ISO27001 Management of Removable Computer Media

The standard requires the organization to control removable computer media, such as tapes, disks, cassettes and printed reports, so as to prevent damage, theft or unauthorized access. ISO27002 recommends that documented procedures should be included in the ISMS as follows:

1. It should be required that the previous contents of any reusable media that are to be removed from the organization should be erased. The erasure must operate across the totality of the media, not simply across what appears to be the existing content, as otherwise there is a danger that information may leak to the outside world.

2. Authorization should be required for all media that are to be removed from the building, and an audit trail should be retained. Some media, such as back-up tapes, are removed on a daily basis, and the authorization for such standard removals should be documented in the ISMS. Other media, such as USB sticks, are more easily portable, and the organization’s overall policy on these will need to be determined.

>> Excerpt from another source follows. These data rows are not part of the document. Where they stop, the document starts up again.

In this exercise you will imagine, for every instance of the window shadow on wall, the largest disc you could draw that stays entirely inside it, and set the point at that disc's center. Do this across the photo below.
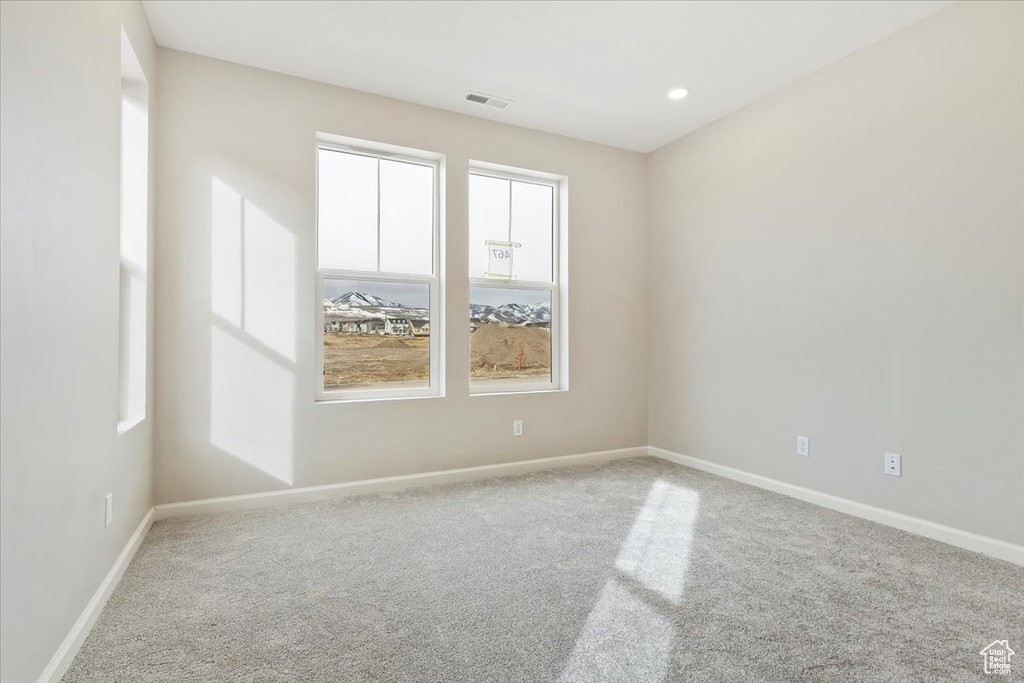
(253, 334)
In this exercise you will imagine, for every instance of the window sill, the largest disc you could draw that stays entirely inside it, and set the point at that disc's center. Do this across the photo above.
(369, 399)
(502, 391)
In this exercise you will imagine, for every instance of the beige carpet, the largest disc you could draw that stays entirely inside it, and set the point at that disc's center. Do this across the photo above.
(637, 571)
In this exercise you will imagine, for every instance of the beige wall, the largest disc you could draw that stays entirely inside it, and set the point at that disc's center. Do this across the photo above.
(59, 193)
(843, 260)
(237, 412)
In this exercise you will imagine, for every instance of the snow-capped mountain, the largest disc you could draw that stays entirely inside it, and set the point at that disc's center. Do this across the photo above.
(511, 313)
(361, 300)
(359, 305)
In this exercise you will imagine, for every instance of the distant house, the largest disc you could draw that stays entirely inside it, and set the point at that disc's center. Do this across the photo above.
(366, 326)
(398, 327)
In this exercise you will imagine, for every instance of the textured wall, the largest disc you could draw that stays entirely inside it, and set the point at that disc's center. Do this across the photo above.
(237, 412)
(843, 260)
(59, 193)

3. All media should be securely and safely stored in line with the manufacturer’s recommendations. Media safes that have an appropriate fire resistance should be installed. Library procedures should be considered to ensure that media are properly tracked and controlled.

4. Information that is likely to be required at some point beyond the media lifetime (check the manufacturer’s statement about media longevity) will need to have appropriate arrangements made to ensure its future availability including alternative storage, so as to avoid the impact of media degradation.